Tuesday, June 14, 2016: 1:35 PM
Colloquium Room (Huntsman Hall)

Author(s): Andrew Mulcahy; Lane F Burgette; Rosalie Malsberger; Molly Doyle; Kenneth Finegold; Christine Eibner

Discussant: Sandra L. Decker

One of the provisions of the Affordable Care Act increased Medicaid payment rates to (higher) Medicare levels for select primary care services and specialties using federal funds.  This “payment bump” was designed to improve access for Medicaid enrollees; all else equal, higher rates were expected to incentivize some non-participating physicians to start seeing Medicaid patients and encourage already-participating physicians to accept new patients and provide more care. The bump was one component of a broad set of changes introduced by the ACA and was intended as a transitional policy designed to improve access through the then-nationwide expansion of Medicaid eligibility in 2014.

We used 2012-2014 IMS medical claims from a panel of primary care physicians to evaluate the impacts of the payment bump. We used regression models to estimate the relationship between the bump and impacts on a set of outcome measures related to whether physicians accept Medicaid patients (the ‘extrinsic margin’) and on a set of outcome measures describing the services that physicians provided to Medicaid patients (the ‘intrinsic margin’). Our models allow for differential impacts across physician characteristics (e.g., specialty) and across state characteristics including managed care penetration, payment bump implementation approach, and the pre-policy gap between Medicaid and Medicare rates. We also focused on differential impacts over time – and especially over the January 2014 expansion of Medicaid in some states. We estimated the average marginal effect of switching the estimated policy coefficients “on” in months affected by the payment bump across all physicians and across subgroups of physicians by characteristic and practice state. 

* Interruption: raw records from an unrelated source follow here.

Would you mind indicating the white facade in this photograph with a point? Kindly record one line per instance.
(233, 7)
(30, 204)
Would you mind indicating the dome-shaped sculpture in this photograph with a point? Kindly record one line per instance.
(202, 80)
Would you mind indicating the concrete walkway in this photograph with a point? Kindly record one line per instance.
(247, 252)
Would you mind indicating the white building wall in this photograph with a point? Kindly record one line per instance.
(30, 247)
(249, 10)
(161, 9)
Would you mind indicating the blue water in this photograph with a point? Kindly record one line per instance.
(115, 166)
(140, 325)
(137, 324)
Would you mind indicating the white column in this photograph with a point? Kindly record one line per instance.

We found that the payment increase had generally positive but very small impacts on the proportion of physicians participating in Medicaid, and positive and larger impacts on the intrinsic margin in terms of the service volume and mix that physicians delivered to enrollees after the payment increase was implemented in their state.  We estimated that the payment bump increased the proportion of physicians seeing more than five Medicaid patients each month by a third of one percentage point, and that the bump was associated with a 5 to 6 percent increase in E&M office visits among physicians already participating in Medicaid.  Overall, the impacts of the payment increase were largest in states with relatively low Medicaid rates prior to the increase, for states implementing the increase through a fee schedule adjustment rather than through supplemental payments, and for states with relatively high Medicaid managed care penetration.  Impacts were significantly larger for states expanding Medicaid in early 2014, suggesting an interactive effect between these policies.

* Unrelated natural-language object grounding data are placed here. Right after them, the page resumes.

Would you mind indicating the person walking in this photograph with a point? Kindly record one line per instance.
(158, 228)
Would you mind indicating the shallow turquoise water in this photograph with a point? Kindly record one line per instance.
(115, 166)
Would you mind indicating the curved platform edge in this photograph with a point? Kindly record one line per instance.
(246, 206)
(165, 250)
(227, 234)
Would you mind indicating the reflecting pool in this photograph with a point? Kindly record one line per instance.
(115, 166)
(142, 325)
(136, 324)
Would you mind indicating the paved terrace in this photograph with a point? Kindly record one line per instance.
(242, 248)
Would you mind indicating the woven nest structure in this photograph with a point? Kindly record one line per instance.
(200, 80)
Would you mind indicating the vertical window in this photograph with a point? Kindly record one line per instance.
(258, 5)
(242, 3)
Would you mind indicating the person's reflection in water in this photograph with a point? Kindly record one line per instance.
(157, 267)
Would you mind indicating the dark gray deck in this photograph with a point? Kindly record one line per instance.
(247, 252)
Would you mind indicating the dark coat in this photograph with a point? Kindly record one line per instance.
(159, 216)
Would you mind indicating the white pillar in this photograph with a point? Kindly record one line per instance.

Implementation challenges – including delays, difficulty integrating higher payments into managed care arrangements, a short effective policy life, and the need for providers to apply to receive the payment increase – may have limited the impact of this specific policy. Future proposals to increase Medicaid payment rates to improve access can benefit from lessons learned in this policy experiment, including findings from our study on the specific implementation approaches and health care contexts that led to relatively larger impacts.